Additionally, Ambassadors from other lands, blue jays, robins, and the like (in addition the the Crown Prince Handsome Son and his Fair Lady) have been visiting the Kingdom of Talking to Plants.  The aforementioned Ambassadors have been treated to two beautiful, dried head of sunflowers, a collaboration between the Head Gardener, Baby Gardener, and Gardening Twins and Our Kingdom's Math Department. 


You get the idea...

The jays are the first I have seen this Sprinter, having been absent all Winter. They showed off their colorful finery to the amazement of the subjects of this grey Kingdom.  A group of 3 (5? very rowdy, spurious, and frenetic) male robins have also provided entertainment in the form of a joust over the wing of a rather dowdy lady robin, however, she seemed to have chosen a choice nesting spot just off my deck.

So entertainment for sunflowers seeds, a fair exchange.  (The Crown Prince desired more substantial fare.)

So reading on the travails of other parts of the Blogosphere, I sometimes desire to reach out and hand another kingdom either this seed or that, or a division of a hosta, or a piece of a clematis.  An ambassador bearing gifts, in the form of pass-along-plants.  Looking around the Kingdom, I realize this has long been a tradition amongst gardeners.

I am open to any and all suggestions for exchanges amongst the Kingdoms of the Blogosphere. 

So what are we gardeners still looking for this Sprinter?  Hankering for seeds of native plants (penstemon digitalis, ligularia dentata or japonica, clematis heraclifolia, etc.), extra heirloom tomato seeds from that packet (because God knows you probably don't need to plant the entire packet-- and like the growing season is even going to be long enough to ripen tomatoes anyway!), a division of a neat-o hosta (should they actually poke up their pointy eyes), a cutting from Clematis Josephine (or any others), some of The Fairy rose?  Something else, piece of a sedum (I think I need to do a feature this next week on the many sedum I have!

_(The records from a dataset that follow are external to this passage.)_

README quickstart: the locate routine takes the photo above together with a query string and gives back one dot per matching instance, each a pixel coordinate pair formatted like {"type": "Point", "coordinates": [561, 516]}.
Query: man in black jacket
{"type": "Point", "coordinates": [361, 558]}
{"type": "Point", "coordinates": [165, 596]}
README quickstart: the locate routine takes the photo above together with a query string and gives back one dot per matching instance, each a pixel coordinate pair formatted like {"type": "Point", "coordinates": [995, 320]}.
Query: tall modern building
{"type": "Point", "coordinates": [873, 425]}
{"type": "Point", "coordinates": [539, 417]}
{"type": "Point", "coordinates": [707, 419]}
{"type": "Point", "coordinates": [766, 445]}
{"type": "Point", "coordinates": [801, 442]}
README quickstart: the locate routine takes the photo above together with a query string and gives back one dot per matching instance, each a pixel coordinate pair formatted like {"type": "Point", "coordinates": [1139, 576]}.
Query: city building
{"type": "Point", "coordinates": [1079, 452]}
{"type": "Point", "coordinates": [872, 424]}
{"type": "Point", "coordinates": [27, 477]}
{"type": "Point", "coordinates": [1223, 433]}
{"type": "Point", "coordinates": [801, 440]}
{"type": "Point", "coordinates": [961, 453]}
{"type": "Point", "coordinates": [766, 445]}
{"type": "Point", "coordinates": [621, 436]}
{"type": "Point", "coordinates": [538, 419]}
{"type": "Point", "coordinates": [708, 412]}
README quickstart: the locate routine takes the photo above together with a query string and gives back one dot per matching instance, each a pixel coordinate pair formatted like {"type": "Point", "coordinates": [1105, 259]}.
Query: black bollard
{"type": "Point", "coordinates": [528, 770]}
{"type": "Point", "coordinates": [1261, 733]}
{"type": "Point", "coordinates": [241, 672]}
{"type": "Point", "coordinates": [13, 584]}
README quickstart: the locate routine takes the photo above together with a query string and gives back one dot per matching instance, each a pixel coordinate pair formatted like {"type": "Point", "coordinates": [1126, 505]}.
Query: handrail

Check back!)?

Anyone?  What are you looking for?


  1. I don't suppose you have any yellow Oenothera fruticosa? As for me, I can offer all kinds of volunteers or divisions of many plants, mostly native, but I'm guessing you would have all of them already.

    And don't worry, I will arrange for extra precautions. Please hand all your belts and shoelaces to the nice lady.

    If it makes you feel any better, we got a bit of snow this morning, though it didn't stick.

  2. You are looking for the evening primose? I have a perennial variety of oenothera and I have fruticosa in a couple flats I am growing from seed. They are looking very nice. I can send some your way after a bit. I don't have everything, really... but I'll keep my eye open on your blog Jason for something I'd like a cutting of or seed from!